I am having a problem on boot with my system boot stopping at the kubuntu splash screen and it’s not suprising because I have been trying just about every Ubuntu flavour and then removing them. And now despite removing all the dependent apps I know of for kubuntu-desktop I’m left with the kubuntu splash screen and it refusing to start the gdm window manager.
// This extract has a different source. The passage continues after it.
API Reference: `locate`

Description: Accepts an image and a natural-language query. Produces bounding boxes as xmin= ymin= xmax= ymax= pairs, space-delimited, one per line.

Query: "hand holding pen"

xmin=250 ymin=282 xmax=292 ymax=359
So after a Google that said to disable the quiet and splash kernel command line options so you can see what going on I was left scratching my head as to how on the new GRUB 2.0 style setup.

The answer:
Open /etc/defaults/grub and edit it to remove the options

# use your favourite editor to edit the file
sudo vi /etc/default/grub 

# then you must run update-grub to update the /boot/grub/grub.cfg 
# to update the listed kernel command line options
sudo update-grub

Change this in /etc/defaults grub

# GRUB_CMDLINE_LINUX_DEFAULT="quiet splash"
# changed by james to disable the above options
GRUB_CMDLINE_LINUX_DEFAULT=""

Incidently this whole thing was caused by removing kubuntu and once I removed the quiet and splash option and rebooted I found the boot process was freezing at “Checking battery state…” which is a generic error but fortunately a Ubuntu forums post had the answer to my problem which was apt-get install kdm http://ubuntuforums.org/showpost.php?p=10365572&postcount=3

So now I’m using Getting Back to a Pure Gnome on Ubuntu to purge all the different desktops and hopefully get back to my (currently) preferred LXDE Desktop.

3 Comments

  1. John Samuel Anderson

    Thanks! I saw that diff fly by during the dist-upgrade to Natty, and didn’t pay attention to where it was. I tried hacking various other files, but your post pointed me in the right direction.

    Reply
  2. x1ngxang

    Wow, this is awesome. Had an issue on an old version of Ubuntu Server where it wouldn’t boot out of init 2. Looked all over the place for misconfiguration, couldn’t find any. THIS did the trick. YOU’RE AWESOME!